Learning to Provably Satisfy High Relative Degree Constraints for Black-Box Systems
Jean-Baptiste Bouvier, Kartik Nagpal, Negar Mehr
TL;DR
This work tackles the problem of enforcing a hard affine safety constraint $y=Cx \le y_{max}$ with relative degree $r \ge 2$ in black-box dynamical systems. It introduces High Relative Degree POLICEd RL, which builds a buffer around the unsafe set in transformed coordinates $s=T(x)$ and learns an affine policy $\mu_\theta(s)=D_\theta s+e_\theta$ on the buffer, coupled with an affine surrogate for the $r$-th derivative and an over-approximation error $\varepsilon$. A central safety result (Theorem) shows that if the dissipation condition $\tilde f_r(v;\mu_\theta) \le -2\varepsilon - \beta v_r$ holds at the buffer vertices, trajectories entering the buffer cannot cross the constraint boundary, despite the system being black-box.
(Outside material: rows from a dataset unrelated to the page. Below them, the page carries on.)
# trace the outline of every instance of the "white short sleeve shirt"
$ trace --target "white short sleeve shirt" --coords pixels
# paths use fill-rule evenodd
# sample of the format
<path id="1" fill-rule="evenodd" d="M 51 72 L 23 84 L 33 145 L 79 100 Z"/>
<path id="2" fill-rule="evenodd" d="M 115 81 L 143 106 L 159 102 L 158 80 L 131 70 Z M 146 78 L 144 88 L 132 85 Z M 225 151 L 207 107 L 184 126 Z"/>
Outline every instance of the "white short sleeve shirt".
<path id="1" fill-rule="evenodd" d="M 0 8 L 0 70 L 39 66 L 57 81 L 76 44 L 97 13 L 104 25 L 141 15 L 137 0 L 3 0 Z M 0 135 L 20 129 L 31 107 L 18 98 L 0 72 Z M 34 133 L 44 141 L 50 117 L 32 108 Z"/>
The approach is validated on an inverted pendulum and a space shuttle landing scenario, where POLICEd trajectories entering the buffer guarantee constraint satisfaction and safe landings, illustrating the method's potential for provable safety in high-relative-degree control with unknown dynamics. Overall, the paper advances safe RL by enabling hard constraint satisfaction for high relative degree in black-box environments with theoretical guarantees and practical demonstrations.
Abstract
In this paper, we develop a method for learning a control policy guaranteed to satisfy an affine state constraint of high relative degree in closed loop with a black-box system. Previous reinforcement learning (RL) approaches to satisfy safety constraints either require access to the system model, or assume control affine dynamics, or only discourage violations with reward shaping. Only recently have these issues been addressed with POLICEd RL, which guarantees constraint satisfaction for black-box systems. However, this previous work can only enforce constraints of relative degree 1. To address this gap, we build a novel RL algorithm explicitly designed to enforce an affine state constraint of high relative degree in closed loop with a black-box control system. Our key insight is to make the learned policy be affine around the unsafe set and to use this affine region to dissipate the inertia of the high relative degree constraint. We prove that such policies guarantee constraint satisfaction for deterministic systems while being agnostic to the choice of the RL training algorithm. Our results demonstrate the capacity of our approach to enforce hard constraints in the Gym inverted pendulum and on a space shuttle landing simulation.